Périnet, Poiresson, Henri de Vouthon lui firent bon visage et la retinrent chez eux où elle but et mangea à son plaisir[1108].
Puis, quand elle eut assez bu et mangé, elle s'en alla.
D'où venait-elle? On ne sait. Où alla-t-elle? À peu de temps de là on croit la reconnaître dans une aventurière qui, les cheveux courts, coiffée d'un chaperon, portant huque et chausses, parcourait l'Anjou en se disant Jeanne la Pucelle. Tandis que les docteurs et maîtres désignés pour la revision du procès de Rouen recueillaient par tout le royaume des témoignages de la vie et de la mort de Jeanne, cette fausse Jeanne trouvait créance chez maintes gens. Mais s'étant fait une mauvaise affaire avec une dame de Saumoussay[1109], elle fut mise dans les prisons de Saumur où elle resta trois mois; après quoi, bannie des États du bon roi René, elle épousa un nommé Jean Douillet, et, par lettres datées du troisième jour de février de l'an 1456, il lui fut permis de rentrer à Saumur, à la condition de vivre honnêtement et de ne plus porter habit d'homme[1110].

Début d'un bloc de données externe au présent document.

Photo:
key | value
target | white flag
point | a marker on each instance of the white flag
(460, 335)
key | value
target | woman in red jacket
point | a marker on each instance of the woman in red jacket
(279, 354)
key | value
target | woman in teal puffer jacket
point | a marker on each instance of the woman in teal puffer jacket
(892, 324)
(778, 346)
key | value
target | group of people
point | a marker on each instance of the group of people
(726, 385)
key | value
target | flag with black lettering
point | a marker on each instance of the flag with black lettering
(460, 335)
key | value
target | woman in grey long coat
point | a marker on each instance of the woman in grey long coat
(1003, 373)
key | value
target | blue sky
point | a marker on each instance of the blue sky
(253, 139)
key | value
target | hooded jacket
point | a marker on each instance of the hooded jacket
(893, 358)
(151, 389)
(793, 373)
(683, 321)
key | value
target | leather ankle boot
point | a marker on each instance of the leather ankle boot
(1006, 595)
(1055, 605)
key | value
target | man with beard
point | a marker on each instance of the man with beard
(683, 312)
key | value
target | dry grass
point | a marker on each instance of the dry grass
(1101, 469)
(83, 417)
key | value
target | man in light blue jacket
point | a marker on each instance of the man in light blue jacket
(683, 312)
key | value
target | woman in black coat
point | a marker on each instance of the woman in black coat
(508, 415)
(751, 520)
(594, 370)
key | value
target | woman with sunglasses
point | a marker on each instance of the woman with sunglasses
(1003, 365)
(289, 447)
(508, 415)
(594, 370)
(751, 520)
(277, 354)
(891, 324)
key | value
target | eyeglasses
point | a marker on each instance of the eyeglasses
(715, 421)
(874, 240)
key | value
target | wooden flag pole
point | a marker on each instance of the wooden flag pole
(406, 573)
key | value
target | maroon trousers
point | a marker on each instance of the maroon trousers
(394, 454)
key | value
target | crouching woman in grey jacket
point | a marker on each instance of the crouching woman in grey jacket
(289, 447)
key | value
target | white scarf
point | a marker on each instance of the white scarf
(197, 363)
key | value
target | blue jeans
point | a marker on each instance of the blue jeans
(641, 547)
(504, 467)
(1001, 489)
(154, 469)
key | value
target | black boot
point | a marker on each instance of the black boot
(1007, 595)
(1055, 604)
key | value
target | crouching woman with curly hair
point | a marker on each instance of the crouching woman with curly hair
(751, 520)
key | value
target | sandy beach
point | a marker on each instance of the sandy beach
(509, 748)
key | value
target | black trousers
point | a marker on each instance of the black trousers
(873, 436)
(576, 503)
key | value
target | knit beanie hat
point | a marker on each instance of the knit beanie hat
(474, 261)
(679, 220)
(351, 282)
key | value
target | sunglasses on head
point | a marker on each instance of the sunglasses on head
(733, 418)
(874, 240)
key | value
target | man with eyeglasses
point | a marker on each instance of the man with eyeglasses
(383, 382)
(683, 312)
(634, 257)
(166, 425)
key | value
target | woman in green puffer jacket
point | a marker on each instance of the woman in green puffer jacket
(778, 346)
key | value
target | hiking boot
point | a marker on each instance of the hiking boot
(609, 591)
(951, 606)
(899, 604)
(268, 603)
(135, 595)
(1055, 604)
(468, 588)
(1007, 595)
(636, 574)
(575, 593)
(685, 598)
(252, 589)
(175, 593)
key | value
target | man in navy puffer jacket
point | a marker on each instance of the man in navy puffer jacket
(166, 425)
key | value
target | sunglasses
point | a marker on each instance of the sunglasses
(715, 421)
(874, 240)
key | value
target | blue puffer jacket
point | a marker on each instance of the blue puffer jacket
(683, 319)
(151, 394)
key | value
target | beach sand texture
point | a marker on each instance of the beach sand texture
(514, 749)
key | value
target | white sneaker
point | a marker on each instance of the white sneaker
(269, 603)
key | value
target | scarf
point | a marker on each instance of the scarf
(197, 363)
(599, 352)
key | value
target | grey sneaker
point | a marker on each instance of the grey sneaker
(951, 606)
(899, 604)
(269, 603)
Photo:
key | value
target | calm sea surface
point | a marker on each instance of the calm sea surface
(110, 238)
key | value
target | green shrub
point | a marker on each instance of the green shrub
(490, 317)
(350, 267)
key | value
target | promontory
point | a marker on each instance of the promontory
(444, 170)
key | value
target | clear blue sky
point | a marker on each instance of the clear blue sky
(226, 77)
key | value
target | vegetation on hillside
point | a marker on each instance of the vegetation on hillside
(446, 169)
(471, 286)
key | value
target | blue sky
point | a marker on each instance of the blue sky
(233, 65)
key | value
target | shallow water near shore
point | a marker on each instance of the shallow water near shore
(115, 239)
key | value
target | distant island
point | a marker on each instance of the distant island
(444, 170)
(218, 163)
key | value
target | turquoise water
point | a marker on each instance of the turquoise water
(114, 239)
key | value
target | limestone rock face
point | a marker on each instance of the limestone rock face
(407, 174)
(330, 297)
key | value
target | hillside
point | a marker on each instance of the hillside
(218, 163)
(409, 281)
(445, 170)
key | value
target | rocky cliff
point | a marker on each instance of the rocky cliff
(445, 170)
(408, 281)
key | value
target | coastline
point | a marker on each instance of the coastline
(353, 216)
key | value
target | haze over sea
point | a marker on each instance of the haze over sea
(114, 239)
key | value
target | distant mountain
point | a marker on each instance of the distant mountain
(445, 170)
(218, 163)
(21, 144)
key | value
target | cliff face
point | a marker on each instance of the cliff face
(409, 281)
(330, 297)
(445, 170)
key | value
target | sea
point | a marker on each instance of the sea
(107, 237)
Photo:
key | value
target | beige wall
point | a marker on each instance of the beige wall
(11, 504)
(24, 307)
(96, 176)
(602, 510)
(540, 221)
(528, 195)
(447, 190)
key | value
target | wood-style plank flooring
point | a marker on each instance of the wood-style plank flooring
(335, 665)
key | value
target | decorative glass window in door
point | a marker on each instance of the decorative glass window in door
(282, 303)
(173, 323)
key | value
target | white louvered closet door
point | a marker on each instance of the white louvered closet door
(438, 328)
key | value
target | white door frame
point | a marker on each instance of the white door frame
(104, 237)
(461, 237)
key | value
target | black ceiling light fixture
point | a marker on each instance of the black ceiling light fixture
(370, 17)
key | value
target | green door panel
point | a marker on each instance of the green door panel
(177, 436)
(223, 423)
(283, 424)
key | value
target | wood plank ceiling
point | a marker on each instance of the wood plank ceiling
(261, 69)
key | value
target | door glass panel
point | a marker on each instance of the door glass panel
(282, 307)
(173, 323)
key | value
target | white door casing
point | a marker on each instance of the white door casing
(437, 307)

Environ ce temps, vint à Laval, au diocèse du Mans une fille de dix-huit à vingt-deux ans, native d'un lieu voisin, dit Chassé-les-Usson. Son père se nommait Jean Féron, et elle était communément appelée Jeanne la Férone.
Elle recevait inspiration du Ciel et prononçait sans cesse les saints noms de Jésus et de Marie; cependant le démon la tourmentait cruellement. La dame de Laval, mère des seigneurs André et Guy, alors très vieille, admirant la piété et les souffrances de cette sainte fille, l'envoya au Mans vers l'évêque.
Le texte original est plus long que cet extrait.